Zulip Chat Archive

Stream: lean4

Topic: weird memory leaks from hell


JJ (Aug 24 2024 at 07:48):

i am encountering a very strange issue.

i was working on a little toy project in lean when my computer ground to a halt. i shrugged, force rebooted my computer, and continued on, assuming i accidentally had too much stuff open (my oom killer is not very good). this began to happen again but i was able to close vs code before it ground to a halt. so this was a lean issue.

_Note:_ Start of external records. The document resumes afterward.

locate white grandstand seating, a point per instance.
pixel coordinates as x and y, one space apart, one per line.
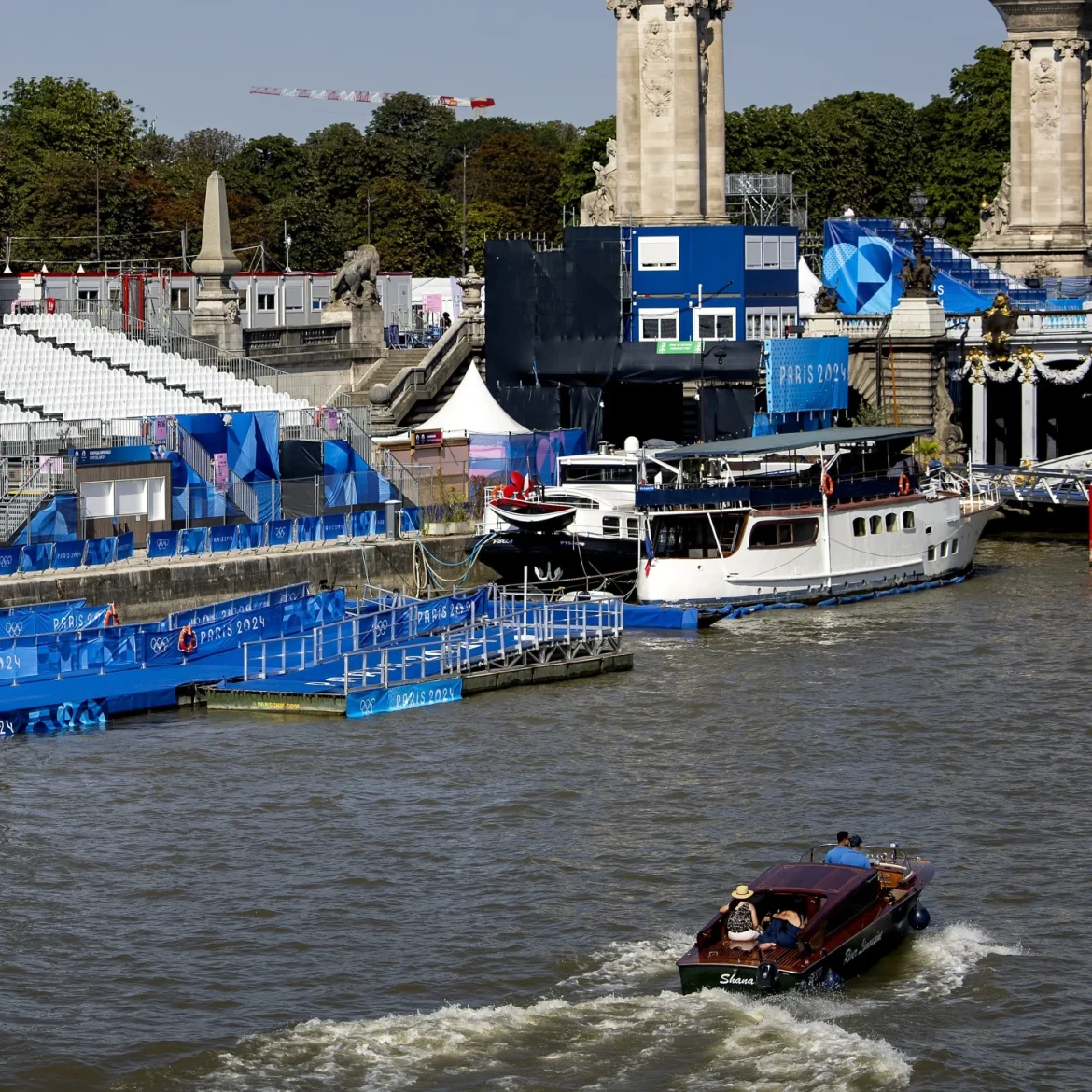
141 371
62 384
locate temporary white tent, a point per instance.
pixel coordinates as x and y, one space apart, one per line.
809 288
472 409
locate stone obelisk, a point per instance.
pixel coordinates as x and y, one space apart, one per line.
670 111
1042 217
217 315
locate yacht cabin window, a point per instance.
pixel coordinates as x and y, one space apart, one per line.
771 534
697 535
598 474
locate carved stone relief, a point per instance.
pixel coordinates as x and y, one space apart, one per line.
657 68
1045 96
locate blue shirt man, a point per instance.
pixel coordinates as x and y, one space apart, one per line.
847 852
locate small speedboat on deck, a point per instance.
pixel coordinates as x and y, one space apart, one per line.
851 918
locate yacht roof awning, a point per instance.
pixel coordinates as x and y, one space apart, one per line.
793 441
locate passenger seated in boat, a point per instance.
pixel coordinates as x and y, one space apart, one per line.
847 852
742 923
781 931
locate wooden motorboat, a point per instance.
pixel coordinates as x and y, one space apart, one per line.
852 918
528 514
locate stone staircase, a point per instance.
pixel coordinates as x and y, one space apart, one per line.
418 387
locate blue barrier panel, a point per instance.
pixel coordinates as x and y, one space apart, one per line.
307 528
333 526
36 558
101 551
194 540
414 695
222 539
249 535
69 554
8 560
161 544
363 525
280 533
127 546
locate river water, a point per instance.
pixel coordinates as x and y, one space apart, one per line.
493 894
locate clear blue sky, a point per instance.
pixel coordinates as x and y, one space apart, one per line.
191 64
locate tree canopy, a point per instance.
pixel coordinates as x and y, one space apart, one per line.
70 152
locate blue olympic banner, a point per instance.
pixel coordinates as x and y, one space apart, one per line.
399 698
65 717
806 373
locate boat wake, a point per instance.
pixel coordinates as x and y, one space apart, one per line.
611 1029
662 1041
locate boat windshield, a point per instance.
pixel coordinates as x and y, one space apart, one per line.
697 535
598 474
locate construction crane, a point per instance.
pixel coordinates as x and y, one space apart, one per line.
477 105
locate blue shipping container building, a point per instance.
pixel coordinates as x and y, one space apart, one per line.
712 282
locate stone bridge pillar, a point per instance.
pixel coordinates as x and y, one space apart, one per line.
670 156
1042 218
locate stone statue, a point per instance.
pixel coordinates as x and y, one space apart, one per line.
355 283
917 278
599 209
827 301
995 214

the third time this happened, i started investigating. lake build was hanging on clearly invalid code and eating up memory, quickly, as it did so. i eventually whittled my code down to the following minimal reproducible example:

def next? : List α  Option (α × List α)
  | [] => none
  | a :: l => some (a, l)

structure Header where
  (width height : UInt32)
  (alpha linear : Bool)

def decode_header (data : List UInt8) : Option Header := do
  let (a, data)  next? data
  let (b, data)  next? data
  let (c, data)  next? data
  let (d, data)  next? data
  let (a, data)  next? data
  let (b, data)  next? data
  let (c, data)  next? data
  let (d, data)  next? data
  let width : UInt32 := 0
  let (a, data)  next? data
  let (b, data)  next? data     -- *all* of these are necessary for some reason
  let (c, data)  next? data
  let (d, data)  next? data
  let height : UInt32 := 0
  let (a, data)  next? data
  let (b, data)  next? data
  let alpha :=
    match a with
      | 3 => true
      | 4 => false
      | _ => return none     -- underlying problem was probably here
  let linear :=
    match b with
      | 0 => false
      | 1 => true
      | _ => return none
  some { width, height, alpha, linear }

yes, minimal reproducible example. making any changes to this code - removing parameters on the structure, touching any of the assignments - produced code that would either quickly error out and not hang lake, or still hang lake but not exhibit the rapid memory consumption that was crashing my computer. and this was reproducible. removing .lake and rebuilding from source triggered the same behavior, every time.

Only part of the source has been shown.